Her early career as a corporate lawyer took her from practicing law within a firm to work in the legal department with the iconic Four Seasons brand. Corporate law and the upper echelons of a hotel chain – both bastions of male culture at the time.
Katie has recently added her voice and expertise to the others around the table of the Council for Women’s Advocacy (CWA), an initiative of the Canadian Chamber of Commerce.
We sat down last fall with Katie to talk about her career, some of the challenges she has faced and how she hopes that the CWA can make some inroads on the fundamentals that keep women from participating fully in the Canadian economy.
From Katie’s perspective, women are most often the primary figure in terms of childcare. They take time out or off from their career to bear children and then bear the majority of childcare in most households on an ongoing and unpaid basis.
In mid-November 2020, the CWA reiterated five steps the federal government can take now to address the critical gap in support for women, working parents, business owners and transitioning employees across the country through the continued COVID-19 crisis.
When asked about what she feels is the priority for the CWA, she’s banking on support for families in caring for young children. Ms. Taylor feels that many women are struggling with the same issues she and her husband did 30 years ago – who cares for the kids when they’re sick? How is the work in the home divided so that both partners can see and excel at their own goals beyond conquering the laundry piles?
Now in a position to be mentoring both young men and women, Katie feels that there is much that can be done by institutions to support young parents, but also believes that we need to step up our game. From her vantage point, governments need to figure out childcare and early education programming that gets more women fully participating in the economy. She also believes that the next generation of parents needs to set out clear expectations of the kinds of compromises they will make as partners to enable success in their individual careers. Without a plan and a partnership, a two-career household will have trouble thriving.

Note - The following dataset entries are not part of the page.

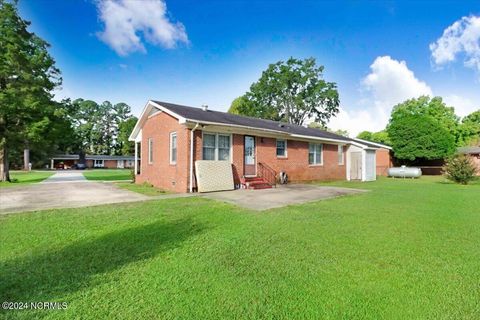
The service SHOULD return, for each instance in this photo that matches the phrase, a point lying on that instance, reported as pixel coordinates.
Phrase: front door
(249, 151)
(356, 166)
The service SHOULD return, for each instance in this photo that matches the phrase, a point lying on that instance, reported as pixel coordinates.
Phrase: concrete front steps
(256, 183)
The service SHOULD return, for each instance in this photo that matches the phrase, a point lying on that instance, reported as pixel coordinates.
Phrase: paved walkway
(280, 196)
(66, 189)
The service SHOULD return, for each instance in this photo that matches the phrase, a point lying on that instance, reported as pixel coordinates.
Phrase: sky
(210, 52)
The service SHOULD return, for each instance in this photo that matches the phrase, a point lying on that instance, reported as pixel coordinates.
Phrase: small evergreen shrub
(459, 169)
(132, 175)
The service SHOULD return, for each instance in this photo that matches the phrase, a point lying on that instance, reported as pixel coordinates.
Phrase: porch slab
(281, 196)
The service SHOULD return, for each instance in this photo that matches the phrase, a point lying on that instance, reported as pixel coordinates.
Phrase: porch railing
(267, 173)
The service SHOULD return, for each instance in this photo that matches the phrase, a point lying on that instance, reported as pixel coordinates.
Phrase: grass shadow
(56, 273)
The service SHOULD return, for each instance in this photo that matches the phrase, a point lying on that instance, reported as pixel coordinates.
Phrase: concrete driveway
(67, 189)
(281, 196)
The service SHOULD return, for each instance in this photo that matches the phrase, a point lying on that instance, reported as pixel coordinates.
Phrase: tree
(434, 108)
(460, 169)
(292, 91)
(125, 128)
(380, 136)
(97, 126)
(423, 128)
(469, 130)
(420, 137)
(27, 77)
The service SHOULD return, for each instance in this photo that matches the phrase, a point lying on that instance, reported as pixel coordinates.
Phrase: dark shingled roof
(198, 114)
(371, 144)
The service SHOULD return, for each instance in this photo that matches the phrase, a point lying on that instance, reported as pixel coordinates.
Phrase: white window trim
(96, 165)
(314, 164)
(216, 134)
(150, 150)
(342, 162)
(276, 147)
(173, 134)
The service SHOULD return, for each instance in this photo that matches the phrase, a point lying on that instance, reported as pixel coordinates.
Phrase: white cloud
(388, 83)
(127, 20)
(463, 106)
(462, 37)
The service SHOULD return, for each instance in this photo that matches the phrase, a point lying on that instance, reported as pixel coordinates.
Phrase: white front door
(356, 166)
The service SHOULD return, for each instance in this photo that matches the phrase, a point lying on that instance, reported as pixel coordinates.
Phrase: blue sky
(209, 52)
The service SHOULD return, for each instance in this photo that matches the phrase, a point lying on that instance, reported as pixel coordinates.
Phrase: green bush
(132, 174)
(459, 169)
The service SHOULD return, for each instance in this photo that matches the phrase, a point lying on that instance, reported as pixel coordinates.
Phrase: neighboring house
(384, 158)
(474, 154)
(67, 161)
(172, 137)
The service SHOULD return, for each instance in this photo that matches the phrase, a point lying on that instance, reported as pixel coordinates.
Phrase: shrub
(459, 169)
(132, 175)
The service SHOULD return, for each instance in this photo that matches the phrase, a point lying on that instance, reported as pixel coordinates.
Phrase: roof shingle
(197, 114)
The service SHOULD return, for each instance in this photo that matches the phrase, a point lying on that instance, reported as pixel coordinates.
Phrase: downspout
(192, 132)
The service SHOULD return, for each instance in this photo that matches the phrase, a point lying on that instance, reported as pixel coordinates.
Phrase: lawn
(108, 174)
(26, 177)
(409, 249)
(144, 188)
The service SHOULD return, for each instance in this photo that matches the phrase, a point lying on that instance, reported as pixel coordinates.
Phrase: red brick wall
(176, 177)
(295, 164)
(161, 173)
(384, 161)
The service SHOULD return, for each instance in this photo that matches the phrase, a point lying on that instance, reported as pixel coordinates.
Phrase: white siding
(370, 166)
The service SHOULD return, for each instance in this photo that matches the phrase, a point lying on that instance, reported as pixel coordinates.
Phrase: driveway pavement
(281, 196)
(67, 189)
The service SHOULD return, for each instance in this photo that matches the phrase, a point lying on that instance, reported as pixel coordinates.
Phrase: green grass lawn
(107, 174)
(145, 188)
(409, 249)
(26, 177)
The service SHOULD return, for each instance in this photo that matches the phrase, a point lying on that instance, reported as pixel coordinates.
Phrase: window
(216, 146)
(173, 148)
(150, 150)
(223, 147)
(281, 148)
(340, 155)
(98, 163)
(209, 146)
(315, 153)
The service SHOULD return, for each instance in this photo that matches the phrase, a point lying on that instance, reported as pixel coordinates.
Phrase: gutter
(192, 132)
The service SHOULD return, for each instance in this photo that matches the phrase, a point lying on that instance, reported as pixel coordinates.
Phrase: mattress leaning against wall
(214, 175)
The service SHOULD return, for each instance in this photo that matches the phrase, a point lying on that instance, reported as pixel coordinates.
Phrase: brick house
(171, 138)
(383, 158)
(67, 161)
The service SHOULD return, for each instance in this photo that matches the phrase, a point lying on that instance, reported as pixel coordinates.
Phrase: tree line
(425, 128)
(295, 91)
(31, 119)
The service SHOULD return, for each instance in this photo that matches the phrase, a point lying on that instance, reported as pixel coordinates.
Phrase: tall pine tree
(27, 78)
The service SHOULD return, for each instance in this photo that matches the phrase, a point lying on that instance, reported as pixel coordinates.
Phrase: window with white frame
(315, 153)
(173, 148)
(216, 146)
(150, 150)
(98, 163)
(341, 155)
(281, 148)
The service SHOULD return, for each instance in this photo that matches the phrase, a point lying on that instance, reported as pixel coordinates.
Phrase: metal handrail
(268, 174)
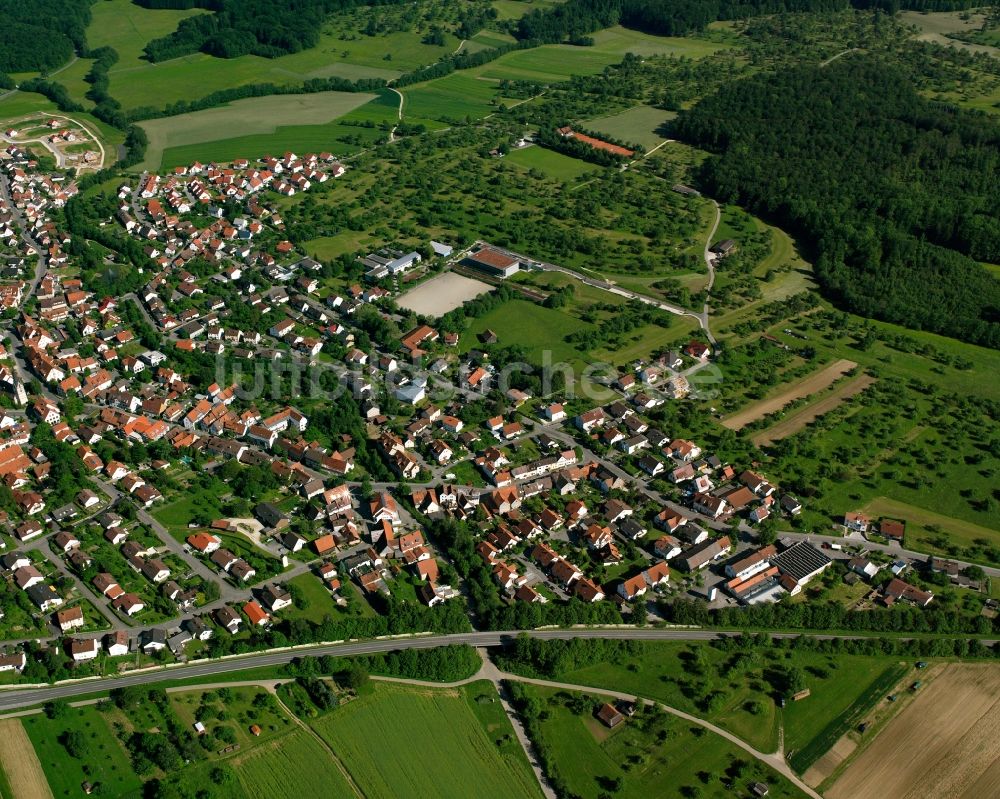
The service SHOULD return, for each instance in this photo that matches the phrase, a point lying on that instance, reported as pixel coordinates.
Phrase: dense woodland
(41, 34)
(573, 20)
(266, 28)
(898, 196)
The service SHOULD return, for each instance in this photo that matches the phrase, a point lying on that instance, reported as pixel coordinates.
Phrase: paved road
(710, 264)
(15, 698)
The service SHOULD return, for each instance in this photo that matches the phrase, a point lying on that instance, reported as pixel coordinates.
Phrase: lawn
(651, 754)
(529, 325)
(555, 165)
(455, 745)
(291, 767)
(305, 117)
(640, 125)
(104, 761)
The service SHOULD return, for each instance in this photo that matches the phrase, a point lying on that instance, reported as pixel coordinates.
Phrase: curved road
(15, 698)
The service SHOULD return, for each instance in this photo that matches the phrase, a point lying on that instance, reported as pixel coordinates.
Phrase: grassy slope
(373, 734)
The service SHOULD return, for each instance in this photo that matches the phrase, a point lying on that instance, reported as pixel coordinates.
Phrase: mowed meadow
(266, 125)
(401, 741)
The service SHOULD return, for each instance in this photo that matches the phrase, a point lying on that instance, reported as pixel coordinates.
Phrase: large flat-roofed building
(493, 262)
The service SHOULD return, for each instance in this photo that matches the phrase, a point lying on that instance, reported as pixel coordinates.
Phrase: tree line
(898, 196)
(574, 20)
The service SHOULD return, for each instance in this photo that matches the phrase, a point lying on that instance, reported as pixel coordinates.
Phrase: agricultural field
(641, 125)
(457, 749)
(441, 294)
(651, 754)
(20, 764)
(816, 382)
(291, 767)
(943, 743)
(742, 700)
(205, 135)
(552, 164)
(97, 758)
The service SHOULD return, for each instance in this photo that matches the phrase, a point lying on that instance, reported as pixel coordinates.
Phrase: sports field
(945, 743)
(442, 294)
(281, 121)
(290, 767)
(401, 741)
(640, 125)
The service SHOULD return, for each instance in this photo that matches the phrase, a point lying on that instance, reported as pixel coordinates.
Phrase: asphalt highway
(17, 698)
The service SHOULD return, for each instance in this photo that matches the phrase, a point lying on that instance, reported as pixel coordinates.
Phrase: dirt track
(20, 763)
(798, 420)
(943, 745)
(815, 382)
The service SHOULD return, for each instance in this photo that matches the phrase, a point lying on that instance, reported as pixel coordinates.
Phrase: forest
(897, 196)
(573, 20)
(41, 34)
(267, 28)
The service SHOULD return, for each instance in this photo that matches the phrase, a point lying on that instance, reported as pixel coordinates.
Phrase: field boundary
(20, 762)
(809, 385)
(805, 416)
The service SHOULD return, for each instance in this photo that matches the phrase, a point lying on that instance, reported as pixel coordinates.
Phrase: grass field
(529, 325)
(135, 82)
(205, 135)
(105, 761)
(291, 767)
(555, 165)
(923, 527)
(649, 755)
(398, 741)
(453, 97)
(639, 125)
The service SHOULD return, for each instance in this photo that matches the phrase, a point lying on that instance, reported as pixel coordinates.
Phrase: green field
(398, 741)
(529, 325)
(104, 760)
(639, 125)
(453, 97)
(205, 135)
(292, 767)
(136, 82)
(652, 754)
(555, 165)
(739, 700)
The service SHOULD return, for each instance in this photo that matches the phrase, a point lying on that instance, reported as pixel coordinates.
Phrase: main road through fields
(14, 699)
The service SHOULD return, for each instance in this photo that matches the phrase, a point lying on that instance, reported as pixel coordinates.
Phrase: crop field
(257, 115)
(801, 418)
(639, 125)
(451, 748)
(104, 760)
(666, 763)
(20, 763)
(453, 97)
(816, 382)
(443, 293)
(135, 82)
(945, 743)
(290, 767)
(555, 165)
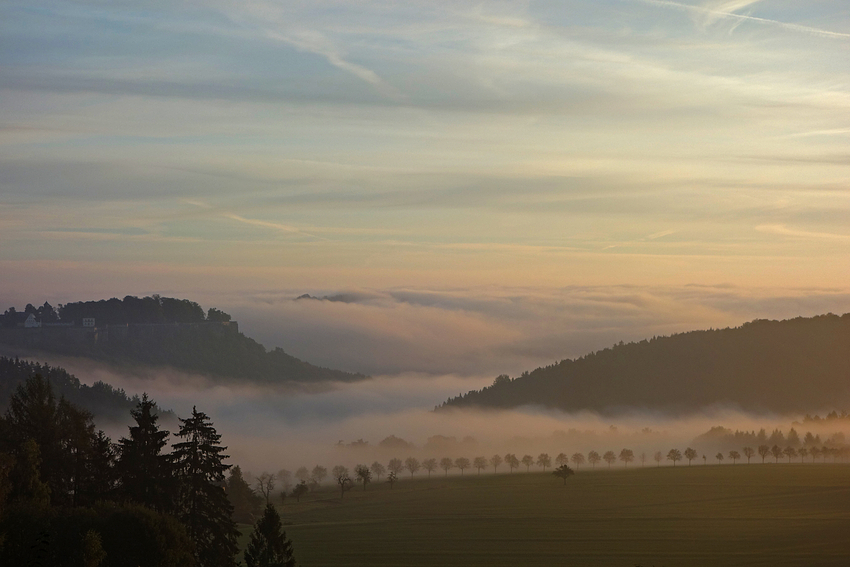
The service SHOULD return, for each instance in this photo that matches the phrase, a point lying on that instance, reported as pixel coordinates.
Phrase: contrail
(764, 21)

More broadly, society needs to adjust its ideas on the roles of men and women in the home and at work. Many women entering non-traditional careers talk themselves out of applying for roles that could be perceived as male-only, partly because they believe that their childrearing years will stall their careers. The same is not the reality for most men.
Katie’s feeling is that the pandemic has illustrated how much work still has to be done to achieve an equal footing for women in the workforce. Her words are “progress has been glacial” when it comes to making inroads in affordable and reliable daycare and early childhood education. In her view, these basic supports are “essential infrastructure” required to enable women to become full participants in the Canadian economy and its future prosperity.
The CWA is a cornerstone of the Canadian Chamber’s diversity and inclusion initiative, established to bring the voice and perspectives of women to national policies, inform the Canadian Chamber’s initiatives in advancing the gender equality agenda, and drive meaningful action to address the identified issues and barriers. The CWA will continue to explore recommendations that the federal government can implement to support women through the recovery period, alongside looking at best practices and guidance for the business community.